Même si nous leur recommandons d’écouter leurs envies, ils doivent tout de même se nourrir d’aliments adaptés aux effets secondaires de leur traitement. Si un patient a de la nausée, nous lui conseillons de se tourner vers une alimentation froide fractionnée. Lors d’épisodes diarrhéiques, il devra éviter les produits avec du lactose. Il pourra se nourrir de compotes, pommes coings ou pommes bananes, qui permettent de ralentir son transit intestinal. À l’inverse, un patient constipé devra rajouter des fibres dans son alimentation.

 

Quels sont les risques des régimes proposés aux patients sur internet pour « améliorer » leur santé ?

Ils doivent faire attention aux fake news qui circulent sur internet par rapport aux régimes à entreprendre quand on a un cancer, le régime cétogène par exemple. De manière générale, les professionnels de santé diront aux patients de ne pas faire ces régimes. Des études ont montré qu’ils entraînent une diminution de l’espérance de vie de nos patients.

 

Quel effet a le changement de leur planning nutritionnel sur leur vie de famille ?

On dira toujours qu’il faut conserver, même a minima, le repas avec la famille. Cependant, cela peut s’avérer difficile avec certaines chimiothérapies et les épisodes nauséeux, exacerbés par les odeurs alimentaires. Cela rend complexe le maintien de la qualité de vie avec l’entourage.

À partir de la deuxième semaine post-chimiothérapie, les odeurs deviennent plus supportables. À ce moment-là, nous conseillons à nos patients de congeler ce qu’ils cuisinent. Cela réduit les odeurs d’alimentation autour des patients quand ils réchauffent leurs plats.

Qui plus est, quand le patient mange en repas fractionnés, il faut prévoir un petit repas avec la famille.

 

Comment l’accompagnement pharmaceutique et l’accompagnement hospitalier se complètent ?

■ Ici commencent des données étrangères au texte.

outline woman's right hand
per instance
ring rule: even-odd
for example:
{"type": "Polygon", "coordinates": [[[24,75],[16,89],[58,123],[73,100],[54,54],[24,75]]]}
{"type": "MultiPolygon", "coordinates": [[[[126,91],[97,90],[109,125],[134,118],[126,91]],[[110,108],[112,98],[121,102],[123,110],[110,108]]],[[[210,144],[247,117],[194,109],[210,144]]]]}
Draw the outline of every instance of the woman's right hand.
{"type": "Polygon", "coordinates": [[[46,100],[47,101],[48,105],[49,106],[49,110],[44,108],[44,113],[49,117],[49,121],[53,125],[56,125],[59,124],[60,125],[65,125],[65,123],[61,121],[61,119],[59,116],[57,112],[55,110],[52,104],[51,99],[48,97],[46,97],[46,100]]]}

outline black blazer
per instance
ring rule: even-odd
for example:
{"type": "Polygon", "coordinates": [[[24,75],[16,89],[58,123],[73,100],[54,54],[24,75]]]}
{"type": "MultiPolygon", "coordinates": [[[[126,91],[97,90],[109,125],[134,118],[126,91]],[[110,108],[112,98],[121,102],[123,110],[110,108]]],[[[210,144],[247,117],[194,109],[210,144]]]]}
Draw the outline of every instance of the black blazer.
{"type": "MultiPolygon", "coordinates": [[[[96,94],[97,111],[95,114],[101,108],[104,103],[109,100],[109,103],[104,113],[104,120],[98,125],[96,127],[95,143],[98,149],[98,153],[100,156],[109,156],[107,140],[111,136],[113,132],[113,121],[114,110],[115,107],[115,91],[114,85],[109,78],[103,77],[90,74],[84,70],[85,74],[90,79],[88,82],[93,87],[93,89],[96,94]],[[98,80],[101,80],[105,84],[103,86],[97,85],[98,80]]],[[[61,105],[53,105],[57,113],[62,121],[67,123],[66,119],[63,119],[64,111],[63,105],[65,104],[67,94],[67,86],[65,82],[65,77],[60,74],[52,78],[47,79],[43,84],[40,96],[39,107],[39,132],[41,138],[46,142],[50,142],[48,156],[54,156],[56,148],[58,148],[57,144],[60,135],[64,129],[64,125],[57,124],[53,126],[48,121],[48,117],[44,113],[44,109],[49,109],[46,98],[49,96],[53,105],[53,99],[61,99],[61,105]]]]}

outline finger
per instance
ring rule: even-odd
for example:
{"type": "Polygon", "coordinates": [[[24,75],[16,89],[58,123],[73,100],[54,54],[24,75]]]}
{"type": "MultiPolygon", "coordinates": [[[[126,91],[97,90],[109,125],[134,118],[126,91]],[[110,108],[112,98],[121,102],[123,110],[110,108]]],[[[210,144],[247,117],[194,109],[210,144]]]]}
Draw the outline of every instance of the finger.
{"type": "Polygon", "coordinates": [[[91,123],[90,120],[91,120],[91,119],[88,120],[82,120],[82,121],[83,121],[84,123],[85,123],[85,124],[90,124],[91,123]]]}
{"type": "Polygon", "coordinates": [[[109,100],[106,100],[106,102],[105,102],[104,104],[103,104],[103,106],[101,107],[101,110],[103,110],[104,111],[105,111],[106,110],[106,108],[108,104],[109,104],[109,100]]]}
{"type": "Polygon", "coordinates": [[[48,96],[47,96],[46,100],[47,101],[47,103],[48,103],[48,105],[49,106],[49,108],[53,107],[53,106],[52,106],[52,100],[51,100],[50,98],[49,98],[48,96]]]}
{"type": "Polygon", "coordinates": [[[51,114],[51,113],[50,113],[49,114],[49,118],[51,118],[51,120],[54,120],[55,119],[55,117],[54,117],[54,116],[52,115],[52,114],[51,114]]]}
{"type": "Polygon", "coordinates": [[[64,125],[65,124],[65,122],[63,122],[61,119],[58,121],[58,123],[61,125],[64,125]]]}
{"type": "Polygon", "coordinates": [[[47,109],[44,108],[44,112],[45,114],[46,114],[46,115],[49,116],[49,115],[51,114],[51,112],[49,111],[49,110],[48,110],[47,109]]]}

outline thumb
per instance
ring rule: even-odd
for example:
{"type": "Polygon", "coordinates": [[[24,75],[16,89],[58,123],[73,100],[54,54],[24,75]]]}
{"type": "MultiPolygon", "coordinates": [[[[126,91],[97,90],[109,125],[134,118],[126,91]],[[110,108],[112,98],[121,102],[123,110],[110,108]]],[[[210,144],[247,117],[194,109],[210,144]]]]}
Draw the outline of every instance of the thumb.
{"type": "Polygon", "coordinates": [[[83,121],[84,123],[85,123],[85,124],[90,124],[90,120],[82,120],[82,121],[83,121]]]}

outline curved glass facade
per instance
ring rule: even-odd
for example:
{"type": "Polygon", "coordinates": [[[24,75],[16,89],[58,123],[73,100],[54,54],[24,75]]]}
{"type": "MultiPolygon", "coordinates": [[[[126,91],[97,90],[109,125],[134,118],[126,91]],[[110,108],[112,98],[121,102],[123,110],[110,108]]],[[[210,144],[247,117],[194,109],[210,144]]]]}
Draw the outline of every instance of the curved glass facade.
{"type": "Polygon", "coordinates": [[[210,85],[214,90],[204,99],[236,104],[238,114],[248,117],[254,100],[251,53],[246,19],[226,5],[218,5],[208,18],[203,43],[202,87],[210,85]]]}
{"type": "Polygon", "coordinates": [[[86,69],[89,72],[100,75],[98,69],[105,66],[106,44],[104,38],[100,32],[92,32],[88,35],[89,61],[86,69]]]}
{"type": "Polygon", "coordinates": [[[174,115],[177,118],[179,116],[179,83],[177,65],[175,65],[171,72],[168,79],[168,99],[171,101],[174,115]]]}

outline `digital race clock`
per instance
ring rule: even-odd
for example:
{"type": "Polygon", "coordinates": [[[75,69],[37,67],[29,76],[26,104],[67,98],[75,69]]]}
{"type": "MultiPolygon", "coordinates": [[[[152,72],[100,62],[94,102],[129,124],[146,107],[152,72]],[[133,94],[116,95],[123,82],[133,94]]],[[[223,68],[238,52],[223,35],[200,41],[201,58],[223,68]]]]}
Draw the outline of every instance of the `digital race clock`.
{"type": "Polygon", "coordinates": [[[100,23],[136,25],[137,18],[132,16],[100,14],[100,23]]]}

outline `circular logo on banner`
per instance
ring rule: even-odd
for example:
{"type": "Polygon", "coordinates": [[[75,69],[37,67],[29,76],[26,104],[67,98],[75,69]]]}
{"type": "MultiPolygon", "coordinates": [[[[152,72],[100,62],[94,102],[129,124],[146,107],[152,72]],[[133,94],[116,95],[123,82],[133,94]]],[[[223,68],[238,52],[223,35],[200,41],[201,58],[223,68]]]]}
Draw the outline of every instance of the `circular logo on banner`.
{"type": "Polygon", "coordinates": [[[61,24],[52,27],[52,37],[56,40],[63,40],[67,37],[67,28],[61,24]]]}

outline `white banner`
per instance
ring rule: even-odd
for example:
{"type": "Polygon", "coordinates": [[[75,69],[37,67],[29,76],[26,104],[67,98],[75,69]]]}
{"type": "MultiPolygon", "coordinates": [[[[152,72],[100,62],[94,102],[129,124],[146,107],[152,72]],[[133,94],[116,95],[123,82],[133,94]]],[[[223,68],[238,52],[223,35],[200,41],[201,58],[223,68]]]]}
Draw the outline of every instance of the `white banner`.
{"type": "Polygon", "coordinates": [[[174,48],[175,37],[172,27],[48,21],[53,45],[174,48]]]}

En milieu hospitalier, le patient ne pense pas ou n’ose pas toujours poser les questions. L’officine est plus accessible et ouverte tous les jours de la semaine.

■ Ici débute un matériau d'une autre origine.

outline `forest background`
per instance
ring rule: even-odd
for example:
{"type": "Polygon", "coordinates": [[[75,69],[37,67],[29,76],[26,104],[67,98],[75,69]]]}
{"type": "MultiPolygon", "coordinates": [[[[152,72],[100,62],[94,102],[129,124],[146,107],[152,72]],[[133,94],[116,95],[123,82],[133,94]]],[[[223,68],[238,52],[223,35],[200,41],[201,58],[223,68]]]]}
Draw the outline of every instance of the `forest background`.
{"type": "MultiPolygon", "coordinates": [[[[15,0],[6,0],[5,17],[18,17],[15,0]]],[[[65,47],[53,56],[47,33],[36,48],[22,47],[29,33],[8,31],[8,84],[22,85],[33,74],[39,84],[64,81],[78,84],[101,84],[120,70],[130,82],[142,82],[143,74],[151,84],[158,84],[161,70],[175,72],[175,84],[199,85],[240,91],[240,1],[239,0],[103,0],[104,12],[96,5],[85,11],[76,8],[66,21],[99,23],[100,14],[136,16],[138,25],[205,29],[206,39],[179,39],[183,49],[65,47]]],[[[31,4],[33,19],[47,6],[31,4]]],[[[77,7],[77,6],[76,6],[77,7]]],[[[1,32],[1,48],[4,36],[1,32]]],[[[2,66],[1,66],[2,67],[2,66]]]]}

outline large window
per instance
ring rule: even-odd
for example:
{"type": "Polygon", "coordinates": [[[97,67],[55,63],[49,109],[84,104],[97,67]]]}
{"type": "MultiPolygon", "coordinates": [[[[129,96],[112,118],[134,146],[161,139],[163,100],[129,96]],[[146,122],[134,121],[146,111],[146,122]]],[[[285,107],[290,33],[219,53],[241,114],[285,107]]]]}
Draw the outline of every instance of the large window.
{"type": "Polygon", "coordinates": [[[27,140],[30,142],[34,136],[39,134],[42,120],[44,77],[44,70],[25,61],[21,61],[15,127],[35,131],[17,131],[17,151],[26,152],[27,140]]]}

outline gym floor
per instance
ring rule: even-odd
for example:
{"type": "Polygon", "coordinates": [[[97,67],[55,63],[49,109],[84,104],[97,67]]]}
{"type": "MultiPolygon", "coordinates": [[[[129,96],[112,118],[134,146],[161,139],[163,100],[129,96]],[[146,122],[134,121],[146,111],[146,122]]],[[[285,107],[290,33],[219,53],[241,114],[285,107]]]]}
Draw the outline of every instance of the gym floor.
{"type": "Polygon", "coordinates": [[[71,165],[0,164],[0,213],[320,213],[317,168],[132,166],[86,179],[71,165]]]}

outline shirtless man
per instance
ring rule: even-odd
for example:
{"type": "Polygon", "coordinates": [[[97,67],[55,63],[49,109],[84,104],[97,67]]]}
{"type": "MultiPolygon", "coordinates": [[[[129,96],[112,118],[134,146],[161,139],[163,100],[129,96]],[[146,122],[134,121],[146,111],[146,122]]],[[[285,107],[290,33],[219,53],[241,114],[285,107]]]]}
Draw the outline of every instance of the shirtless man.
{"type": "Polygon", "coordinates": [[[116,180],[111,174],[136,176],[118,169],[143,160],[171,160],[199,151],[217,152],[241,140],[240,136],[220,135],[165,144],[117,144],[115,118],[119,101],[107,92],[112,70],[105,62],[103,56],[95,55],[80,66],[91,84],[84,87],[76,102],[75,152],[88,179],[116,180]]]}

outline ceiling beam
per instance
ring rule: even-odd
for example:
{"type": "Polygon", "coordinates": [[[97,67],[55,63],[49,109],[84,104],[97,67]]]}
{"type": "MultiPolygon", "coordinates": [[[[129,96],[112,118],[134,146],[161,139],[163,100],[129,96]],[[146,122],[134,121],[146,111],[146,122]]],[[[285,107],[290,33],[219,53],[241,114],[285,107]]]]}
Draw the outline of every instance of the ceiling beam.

Un patient qui va se réveiller un matin et se sentir mal pourra venir à la pharmacie nous en parler. Si nous estimons que c’est un effet indésirable, nous pouvons prévenir le médecin.

Notre équipe s’assure du lien entre le patient et l’équipe médicale.

 

Encadré : Certification OncoPharma : un gage de qualité pour les patients

Hélène Valque s’est associée à d’autres pharmaciens pour monter une certification appelée OncoPharma. Elle est validée par le Comité Français d’accréditation (COFRAC) pour l’accompagnement des patients souffrant de cancer et leurs aidants.

La certification OncoPharma s’articule autour d’un pharmacien référent qui recevra une formation d’au moins 6 jours en oncologie. La certification est aussi délivrée aux pharmaciens ayant un diplôme universitaire de pharmacie clinique en oncologie. Les équipes officinales sont aussi formées en oncologie pour que la pharmacie bénéficie de la certification.

Le but d’OncoPharma est de permettre aux patients ayant un cancer de bénéficier d’un accompagnement spécifique par des pharmaciens formés aux soins de support. Ces équipes spécialisées peuvent aborder avec les patients diverses problématiques liées à leur maladie que ce soit l’alimentation, l’activité physique adaptée, les prothèses mammaires, capillaires ou encore les risques de thrombose.